Lack of hippocalcin causes impairment in Ras/extracellular signal-regulated kinase cascade via a Raf-mediated activation process

Abstract

Hippocalcin (Hpca) is a member of the neuronal calcium sensor protein family and is highly expressed in hippocampal neurons. Hpca‐deficient (Hpca^–/–^) mice display a defect in cAMP response element‐binding protein (CREB) activation associated with impaired spatial and associative memory.

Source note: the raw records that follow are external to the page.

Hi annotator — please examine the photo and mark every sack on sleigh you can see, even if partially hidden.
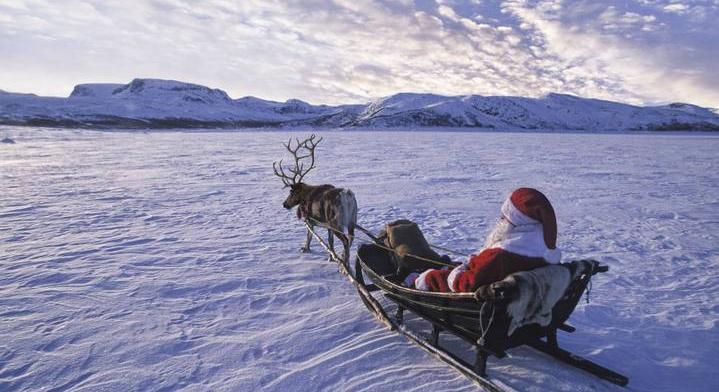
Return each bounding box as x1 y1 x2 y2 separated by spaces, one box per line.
379 219 452 276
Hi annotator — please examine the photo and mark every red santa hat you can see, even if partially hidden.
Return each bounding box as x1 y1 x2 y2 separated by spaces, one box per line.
502 188 562 263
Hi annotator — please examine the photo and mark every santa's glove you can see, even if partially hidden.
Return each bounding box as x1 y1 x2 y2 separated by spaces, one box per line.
402 272 419 288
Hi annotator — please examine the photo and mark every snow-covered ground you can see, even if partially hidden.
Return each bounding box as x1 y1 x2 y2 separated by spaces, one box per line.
0 128 719 392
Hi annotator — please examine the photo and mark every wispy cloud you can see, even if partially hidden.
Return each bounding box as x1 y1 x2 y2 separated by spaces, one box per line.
0 0 719 107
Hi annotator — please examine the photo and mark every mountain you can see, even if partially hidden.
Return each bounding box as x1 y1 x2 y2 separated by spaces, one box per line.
0 79 719 131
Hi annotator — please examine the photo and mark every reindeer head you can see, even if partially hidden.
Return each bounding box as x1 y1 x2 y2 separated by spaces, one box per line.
272 134 322 209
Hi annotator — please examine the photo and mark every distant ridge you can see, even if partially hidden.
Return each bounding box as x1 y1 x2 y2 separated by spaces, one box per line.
0 79 719 131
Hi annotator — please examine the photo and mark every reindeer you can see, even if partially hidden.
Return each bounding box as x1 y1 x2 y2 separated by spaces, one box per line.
272 134 357 263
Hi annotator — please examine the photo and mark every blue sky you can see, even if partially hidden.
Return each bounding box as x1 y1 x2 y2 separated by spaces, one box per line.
0 0 719 107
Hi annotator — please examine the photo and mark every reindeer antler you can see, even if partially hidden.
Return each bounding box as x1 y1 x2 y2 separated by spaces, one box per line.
272 133 322 187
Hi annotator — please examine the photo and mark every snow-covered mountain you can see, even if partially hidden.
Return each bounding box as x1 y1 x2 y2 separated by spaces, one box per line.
0 79 719 131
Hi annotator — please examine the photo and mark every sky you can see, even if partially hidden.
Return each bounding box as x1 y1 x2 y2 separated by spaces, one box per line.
0 0 719 108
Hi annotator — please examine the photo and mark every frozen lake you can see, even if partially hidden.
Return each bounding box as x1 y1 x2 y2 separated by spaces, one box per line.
0 128 719 392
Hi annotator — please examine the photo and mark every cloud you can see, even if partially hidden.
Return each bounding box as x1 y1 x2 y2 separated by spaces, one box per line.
0 0 719 106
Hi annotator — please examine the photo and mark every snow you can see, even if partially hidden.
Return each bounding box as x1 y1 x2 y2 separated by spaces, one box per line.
0 79 719 132
0 127 719 392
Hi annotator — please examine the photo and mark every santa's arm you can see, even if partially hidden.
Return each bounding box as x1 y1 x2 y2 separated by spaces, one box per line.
451 249 502 293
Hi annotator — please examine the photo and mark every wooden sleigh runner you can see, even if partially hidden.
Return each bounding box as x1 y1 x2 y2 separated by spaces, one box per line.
307 225 629 391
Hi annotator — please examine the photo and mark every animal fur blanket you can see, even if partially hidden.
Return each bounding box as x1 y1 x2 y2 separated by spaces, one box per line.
503 265 576 335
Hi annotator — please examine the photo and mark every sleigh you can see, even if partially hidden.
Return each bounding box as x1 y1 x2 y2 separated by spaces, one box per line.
308 225 629 391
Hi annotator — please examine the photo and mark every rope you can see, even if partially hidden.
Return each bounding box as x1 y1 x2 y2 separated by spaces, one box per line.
306 216 454 267
477 301 495 346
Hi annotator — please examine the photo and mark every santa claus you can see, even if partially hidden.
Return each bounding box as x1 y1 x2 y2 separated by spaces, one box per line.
405 188 562 292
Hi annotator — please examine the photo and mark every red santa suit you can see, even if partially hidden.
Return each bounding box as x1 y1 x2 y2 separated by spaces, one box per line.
414 188 561 292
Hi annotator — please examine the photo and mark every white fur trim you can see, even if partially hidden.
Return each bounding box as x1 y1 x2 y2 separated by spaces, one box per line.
502 198 541 226
447 264 467 292
542 248 562 264
402 272 419 287
414 269 434 291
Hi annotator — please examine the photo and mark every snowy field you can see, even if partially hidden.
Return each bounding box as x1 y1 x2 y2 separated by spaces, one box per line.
0 128 719 392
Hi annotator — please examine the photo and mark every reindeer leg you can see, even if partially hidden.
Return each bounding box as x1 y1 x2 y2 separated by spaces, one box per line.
327 229 335 261
300 225 314 253
344 224 355 265
342 237 350 268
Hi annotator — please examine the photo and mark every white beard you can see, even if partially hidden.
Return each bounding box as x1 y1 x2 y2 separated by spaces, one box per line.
482 218 514 249
480 218 558 262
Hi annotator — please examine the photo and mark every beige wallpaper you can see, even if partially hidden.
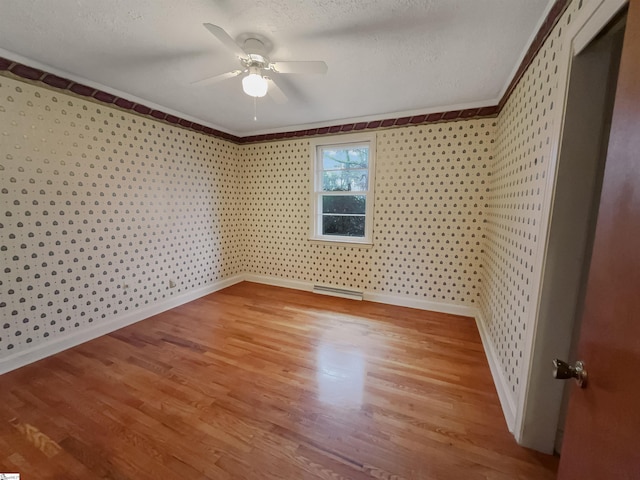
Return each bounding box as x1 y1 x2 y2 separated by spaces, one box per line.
0 1 581 408
480 1 582 403
240 119 495 306
0 77 243 358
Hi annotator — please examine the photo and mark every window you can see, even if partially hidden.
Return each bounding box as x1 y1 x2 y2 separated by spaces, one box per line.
311 133 376 243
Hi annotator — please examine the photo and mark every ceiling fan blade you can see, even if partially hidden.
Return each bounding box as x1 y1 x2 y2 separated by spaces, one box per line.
191 70 242 87
202 23 247 58
267 78 287 103
272 61 328 74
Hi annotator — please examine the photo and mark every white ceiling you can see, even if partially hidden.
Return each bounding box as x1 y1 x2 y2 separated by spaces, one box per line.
0 0 553 136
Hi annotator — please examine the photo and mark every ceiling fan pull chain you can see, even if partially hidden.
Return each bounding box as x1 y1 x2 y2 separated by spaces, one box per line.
253 97 258 122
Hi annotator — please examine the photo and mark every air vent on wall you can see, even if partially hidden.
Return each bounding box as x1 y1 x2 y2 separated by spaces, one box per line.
313 285 362 300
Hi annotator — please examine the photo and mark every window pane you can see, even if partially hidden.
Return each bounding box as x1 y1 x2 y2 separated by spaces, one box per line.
322 215 364 237
322 195 367 215
322 170 369 192
322 146 369 170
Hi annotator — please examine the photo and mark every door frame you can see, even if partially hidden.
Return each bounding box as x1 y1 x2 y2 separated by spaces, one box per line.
505 0 628 453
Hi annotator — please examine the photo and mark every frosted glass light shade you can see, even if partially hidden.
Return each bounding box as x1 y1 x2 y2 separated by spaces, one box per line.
242 72 269 97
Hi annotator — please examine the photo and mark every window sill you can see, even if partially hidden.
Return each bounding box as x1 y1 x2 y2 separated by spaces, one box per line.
309 238 373 249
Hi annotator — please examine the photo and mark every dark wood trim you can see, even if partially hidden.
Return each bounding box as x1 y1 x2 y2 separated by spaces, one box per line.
0 0 571 145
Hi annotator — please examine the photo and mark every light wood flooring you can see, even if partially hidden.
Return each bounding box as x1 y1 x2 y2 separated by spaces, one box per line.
0 282 557 480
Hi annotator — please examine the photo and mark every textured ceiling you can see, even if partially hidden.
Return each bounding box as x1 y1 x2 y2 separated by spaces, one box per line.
0 0 552 136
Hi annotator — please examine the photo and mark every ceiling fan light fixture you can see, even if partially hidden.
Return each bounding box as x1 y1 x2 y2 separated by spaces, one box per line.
242 67 269 97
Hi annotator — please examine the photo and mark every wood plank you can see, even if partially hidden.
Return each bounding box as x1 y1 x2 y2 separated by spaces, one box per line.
0 282 557 480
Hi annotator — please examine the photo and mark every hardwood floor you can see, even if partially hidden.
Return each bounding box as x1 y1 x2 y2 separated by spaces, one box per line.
0 283 557 480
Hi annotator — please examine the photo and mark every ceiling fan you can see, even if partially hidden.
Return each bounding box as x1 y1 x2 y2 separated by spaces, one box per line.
192 23 327 103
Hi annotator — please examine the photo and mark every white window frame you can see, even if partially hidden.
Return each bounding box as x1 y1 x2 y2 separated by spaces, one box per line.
310 133 376 245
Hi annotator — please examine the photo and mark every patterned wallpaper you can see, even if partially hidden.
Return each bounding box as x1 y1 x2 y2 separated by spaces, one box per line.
0 77 243 358
0 0 582 422
240 119 495 306
480 0 583 404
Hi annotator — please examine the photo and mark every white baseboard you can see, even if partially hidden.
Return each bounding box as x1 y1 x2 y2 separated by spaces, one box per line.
0 268 515 431
244 273 313 292
244 274 476 317
475 311 516 433
363 292 476 317
0 275 244 375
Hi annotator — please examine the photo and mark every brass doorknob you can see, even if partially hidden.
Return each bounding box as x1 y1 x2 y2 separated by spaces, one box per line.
553 358 587 388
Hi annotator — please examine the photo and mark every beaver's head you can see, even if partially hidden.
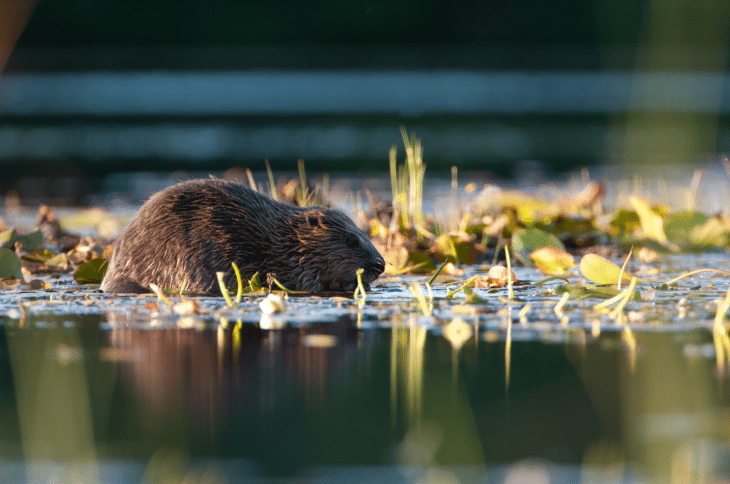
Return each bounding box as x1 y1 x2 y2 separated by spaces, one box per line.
290 207 385 292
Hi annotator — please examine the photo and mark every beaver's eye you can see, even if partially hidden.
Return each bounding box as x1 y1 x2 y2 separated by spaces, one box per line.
307 214 319 227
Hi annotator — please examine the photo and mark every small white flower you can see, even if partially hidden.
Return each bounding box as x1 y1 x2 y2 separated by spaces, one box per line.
259 294 286 314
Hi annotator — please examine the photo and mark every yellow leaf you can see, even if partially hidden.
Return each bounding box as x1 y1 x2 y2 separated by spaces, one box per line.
629 197 667 245
530 247 575 276
580 254 631 284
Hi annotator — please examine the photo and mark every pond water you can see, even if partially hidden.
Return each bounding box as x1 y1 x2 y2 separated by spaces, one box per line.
0 254 730 483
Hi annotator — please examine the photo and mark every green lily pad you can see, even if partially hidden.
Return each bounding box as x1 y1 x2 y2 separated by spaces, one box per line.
664 212 728 249
512 228 565 267
74 258 107 284
0 249 23 279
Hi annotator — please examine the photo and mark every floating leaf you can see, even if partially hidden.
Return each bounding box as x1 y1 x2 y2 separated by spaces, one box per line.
25 279 52 291
530 247 575 276
512 228 565 266
580 254 631 284
629 197 667 245
15 230 43 250
74 259 107 284
23 249 56 262
0 249 23 280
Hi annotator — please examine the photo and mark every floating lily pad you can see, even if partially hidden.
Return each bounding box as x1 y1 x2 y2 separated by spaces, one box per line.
512 228 565 267
74 258 107 284
0 249 23 279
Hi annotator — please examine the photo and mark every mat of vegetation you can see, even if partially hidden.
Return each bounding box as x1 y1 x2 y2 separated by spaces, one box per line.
0 132 730 371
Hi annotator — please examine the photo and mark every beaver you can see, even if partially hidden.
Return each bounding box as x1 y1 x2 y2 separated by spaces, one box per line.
101 179 385 294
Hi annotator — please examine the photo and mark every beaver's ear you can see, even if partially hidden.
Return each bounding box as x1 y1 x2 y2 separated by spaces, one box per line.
307 210 322 227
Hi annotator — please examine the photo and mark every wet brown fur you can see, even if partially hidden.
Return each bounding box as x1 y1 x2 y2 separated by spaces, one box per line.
101 179 384 293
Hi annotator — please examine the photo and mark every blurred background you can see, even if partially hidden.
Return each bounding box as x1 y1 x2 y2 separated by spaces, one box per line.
0 0 730 204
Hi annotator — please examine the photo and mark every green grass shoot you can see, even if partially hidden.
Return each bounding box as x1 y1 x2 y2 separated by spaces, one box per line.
352 269 367 308
215 272 237 307
504 245 515 301
408 282 433 316
150 284 172 306
231 262 243 304
266 273 291 294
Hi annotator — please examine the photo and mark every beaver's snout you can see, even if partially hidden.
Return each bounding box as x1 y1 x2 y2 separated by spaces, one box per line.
371 257 385 276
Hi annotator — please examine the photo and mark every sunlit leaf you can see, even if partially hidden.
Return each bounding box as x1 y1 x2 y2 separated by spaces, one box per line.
512 228 565 266
499 191 560 225
0 229 43 250
0 249 23 279
607 209 641 237
689 217 728 249
530 247 575 276
74 258 107 284
431 232 480 265
580 254 631 284
555 284 641 300
0 229 18 245
629 197 667 244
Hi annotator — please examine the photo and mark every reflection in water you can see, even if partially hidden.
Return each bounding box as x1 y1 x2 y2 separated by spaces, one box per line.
109 314 368 424
0 314 730 482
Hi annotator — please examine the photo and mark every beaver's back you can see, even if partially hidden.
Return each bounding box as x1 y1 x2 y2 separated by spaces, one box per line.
101 180 382 292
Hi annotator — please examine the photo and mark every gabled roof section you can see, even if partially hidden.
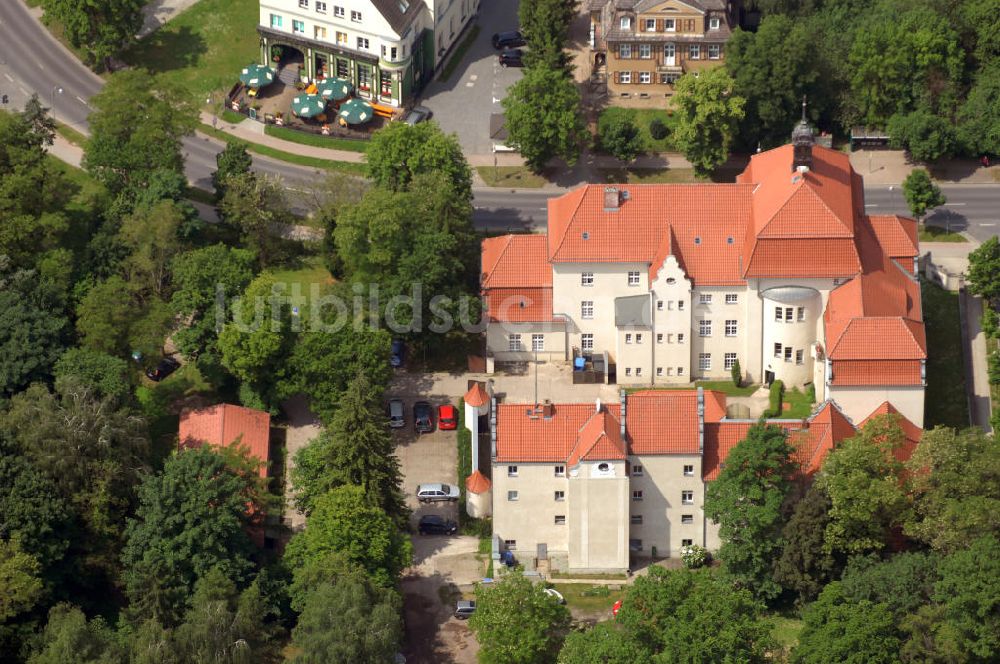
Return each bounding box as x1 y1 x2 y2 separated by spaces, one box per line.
480 235 552 289
566 406 625 466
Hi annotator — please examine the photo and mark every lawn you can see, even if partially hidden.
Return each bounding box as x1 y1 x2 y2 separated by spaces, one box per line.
597 106 675 152
552 583 625 616
122 0 260 99
920 279 969 429
264 125 370 152
476 166 548 189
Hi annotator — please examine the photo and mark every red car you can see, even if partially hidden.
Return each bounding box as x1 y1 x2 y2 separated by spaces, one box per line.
438 404 458 431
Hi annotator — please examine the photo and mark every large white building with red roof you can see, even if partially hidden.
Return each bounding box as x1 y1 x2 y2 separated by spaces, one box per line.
481 126 927 427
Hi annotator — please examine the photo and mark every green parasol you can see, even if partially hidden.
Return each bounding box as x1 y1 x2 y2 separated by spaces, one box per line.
292 95 326 118
240 64 274 90
316 78 354 101
337 97 375 124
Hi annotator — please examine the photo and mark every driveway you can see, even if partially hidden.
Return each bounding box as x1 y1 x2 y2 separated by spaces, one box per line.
420 0 521 155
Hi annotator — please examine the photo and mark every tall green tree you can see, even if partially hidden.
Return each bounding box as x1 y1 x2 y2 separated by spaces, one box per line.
501 67 586 173
85 72 198 197
292 374 409 525
122 446 261 626
365 122 472 201
816 416 910 554
673 67 746 176
285 486 413 587
292 573 403 664
616 566 775 664
774 484 843 604
903 168 947 221
42 0 145 70
705 424 795 602
469 569 570 664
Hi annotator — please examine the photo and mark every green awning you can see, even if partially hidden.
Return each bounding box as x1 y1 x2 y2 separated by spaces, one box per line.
292 95 326 118
316 78 354 101
240 64 274 90
337 97 375 124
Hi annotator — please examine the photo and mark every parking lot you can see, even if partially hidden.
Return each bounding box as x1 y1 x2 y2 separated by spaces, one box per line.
420 0 521 155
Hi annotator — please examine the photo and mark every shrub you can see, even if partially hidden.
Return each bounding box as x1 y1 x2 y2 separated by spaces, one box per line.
681 544 712 569
649 118 670 141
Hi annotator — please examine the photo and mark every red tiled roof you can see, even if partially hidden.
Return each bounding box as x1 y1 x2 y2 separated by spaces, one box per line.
465 470 493 494
567 409 626 466
625 390 700 455
481 235 552 289
462 381 490 408
178 404 271 477
497 404 621 463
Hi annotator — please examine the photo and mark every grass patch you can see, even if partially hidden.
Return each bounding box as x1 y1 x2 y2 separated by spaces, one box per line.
476 166 548 189
56 122 87 148
552 583 625 615
438 25 479 81
122 0 260 99
920 279 969 429
918 224 968 242
198 124 365 177
266 124 369 152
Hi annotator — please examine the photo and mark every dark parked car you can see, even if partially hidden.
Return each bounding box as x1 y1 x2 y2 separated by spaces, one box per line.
389 339 406 369
413 401 434 433
403 106 434 125
455 599 476 620
146 357 181 383
499 48 524 67
492 30 524 48
417 514 458 535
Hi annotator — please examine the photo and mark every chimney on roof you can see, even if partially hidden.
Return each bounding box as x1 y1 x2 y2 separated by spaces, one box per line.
604 187 621 210
792 95 815 173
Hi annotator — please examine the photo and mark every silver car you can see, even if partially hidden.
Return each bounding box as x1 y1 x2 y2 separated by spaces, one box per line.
417 484 458 503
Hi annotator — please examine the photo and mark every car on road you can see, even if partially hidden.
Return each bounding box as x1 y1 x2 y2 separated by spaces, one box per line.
490 30 525 49
389 399 406 429
455 599 476 620
417 514 458 535
417 483 458 503
389 339 406 369
499 48 524 67
146 357 181 383
413 401 434 433
403 106 434 125
438 403 458 431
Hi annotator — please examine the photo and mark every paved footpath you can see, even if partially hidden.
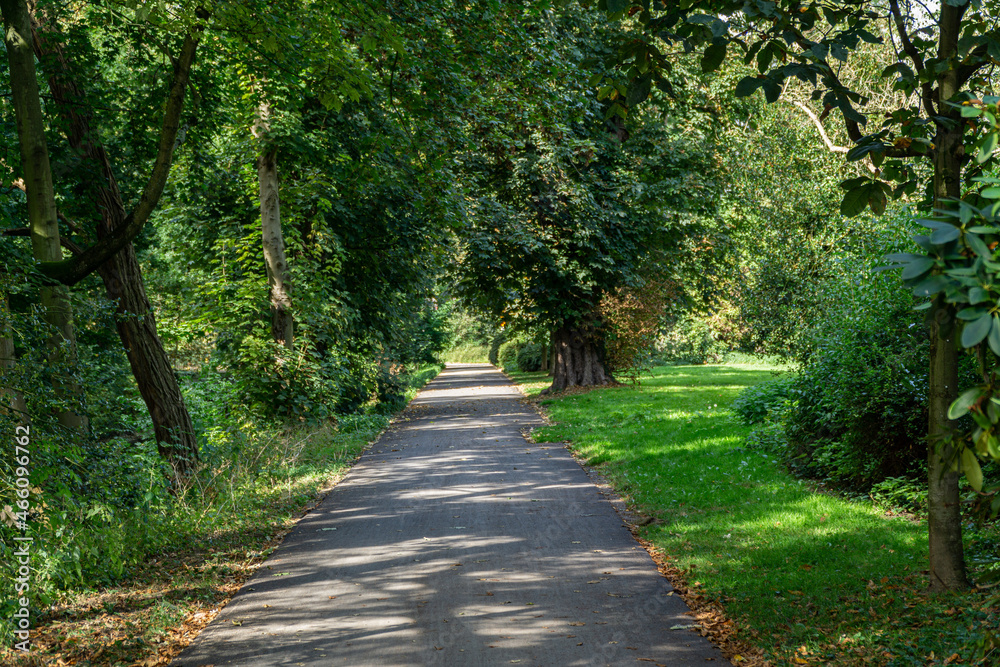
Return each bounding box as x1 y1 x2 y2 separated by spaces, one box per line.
172 364 728 667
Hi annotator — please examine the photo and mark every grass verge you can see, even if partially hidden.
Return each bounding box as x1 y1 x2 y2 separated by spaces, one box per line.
442 345 490 364
514 364 1000 667
0 365 442 667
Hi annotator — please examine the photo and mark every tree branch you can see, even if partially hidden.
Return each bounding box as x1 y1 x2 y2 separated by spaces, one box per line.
0 227 83 255
792 100 878 174
889 0 937 117
35 27 201 285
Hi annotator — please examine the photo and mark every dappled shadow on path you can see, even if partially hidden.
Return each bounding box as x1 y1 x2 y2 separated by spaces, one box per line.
175 366 722 667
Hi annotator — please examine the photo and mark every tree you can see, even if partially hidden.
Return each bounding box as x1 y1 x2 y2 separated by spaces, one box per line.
601 0 1000 590
3 0 205 479
0 0 86 429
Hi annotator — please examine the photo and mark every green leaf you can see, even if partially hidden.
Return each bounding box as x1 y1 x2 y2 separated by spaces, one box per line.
931 225 962 245
868 184 888 215
763 79 781 104
986 435 1000 461
962 447 983 491
976 132 997 163
736 76 760 98
969 287 990 304
962 313 993 347
913 275 952 296
965 231 993 259
902 257 934 280
625 76 653 107
948 387 983 419
955 308 990 322
840 182 871 218
701 40 726 74
987 315 1000 356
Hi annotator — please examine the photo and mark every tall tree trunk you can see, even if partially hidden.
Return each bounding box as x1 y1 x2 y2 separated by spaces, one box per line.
542 320 614 394
0 0 87 429
28 10 198 483
257 150 294 350
253 102 295 350
927 3 969 590
0 293 28 424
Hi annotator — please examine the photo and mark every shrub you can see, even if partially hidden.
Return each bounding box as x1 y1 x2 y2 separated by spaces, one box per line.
656 315 726 364
487 332 507 366
733 375 795 426
517 342 542 373
772 248 976 489
496 334 542 373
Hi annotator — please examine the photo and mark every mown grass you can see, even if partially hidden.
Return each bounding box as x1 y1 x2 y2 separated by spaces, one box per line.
515 364 1000 666
0 365 442 667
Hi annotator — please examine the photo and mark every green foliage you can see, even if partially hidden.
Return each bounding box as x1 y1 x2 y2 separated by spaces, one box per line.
487 331 507 366
733 375 795 426
497 335 542 373
656 315 726 364
522 364 1000 667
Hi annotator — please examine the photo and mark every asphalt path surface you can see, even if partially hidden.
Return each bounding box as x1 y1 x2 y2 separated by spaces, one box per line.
172 364 728 667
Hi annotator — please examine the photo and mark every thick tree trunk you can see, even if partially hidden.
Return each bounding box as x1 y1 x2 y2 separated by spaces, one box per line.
927 3 969 590
927 304 969 590
0 0 87 429
257 149 294 349
28 10 198 483
0 294 28 424
549 331 556 377
98 248 198 483
543 325 614 393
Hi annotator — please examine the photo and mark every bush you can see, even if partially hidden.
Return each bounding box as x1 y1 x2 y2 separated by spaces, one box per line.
496 335 542 373
733 375 795 426
772 250 976 490
517 343 542 373
656 315 726 364
487 332 507 366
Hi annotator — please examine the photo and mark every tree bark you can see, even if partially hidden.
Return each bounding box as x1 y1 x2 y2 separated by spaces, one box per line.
257 149 294 350
927 3 969 590
0 293 28 424
251 102 295 350
542 322 614 394
0 0 87 430
30 10 198 483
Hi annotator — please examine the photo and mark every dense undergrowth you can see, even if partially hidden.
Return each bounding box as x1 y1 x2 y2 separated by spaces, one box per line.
0 364 441 664
517 364 1000 666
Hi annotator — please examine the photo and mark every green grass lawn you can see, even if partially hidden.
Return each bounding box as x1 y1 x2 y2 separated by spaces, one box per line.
515 364 1000 665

Here we examine the involvement of Hpca in the extracellular signal‐regulated kinase (ERK) cascade leading to CREB activation, because application of PD98059, a broad ERK cascade inhibitor, has resulted in similar levels of CREB activation in Hpca^–/–^ hippocampus. N‐methyl‐D‐aspartate (NMDA)‐ and KCl‐induced phosphorylation of ERK was significantly attenuated in Hpca^–/–^ hippocampal slices, as was ionomycin‐induced phosphorylation of ERK, whereas forskolin and 12‐O‐tetradecanoyl‐phorbol‐13‐acetate (TPA) stimulation yielded indistinguishable levels of ERK phosphorylation in both wild‐type and Hpca^–/–^ slices. In an in vitro reconstitution assay system, recombinant Hpca affected neither Raf‐1 protein kinase activity with recombinant MEK‐1 as a substrate nor MEK‐1 kinase activity with ERK2 as a substrate. Activation of Ras by NMDA and KCl stimulation of hippocampal slices showed no obvious changes between the two genotypes; however, phosphorylation of Raf‐1 was significantly lower in Hpca^–/–^ slices. These results suggest that Hpca plays an important role in the activation of Raf conducted by Ras. © 2007 Wiley‐Liss, Inc.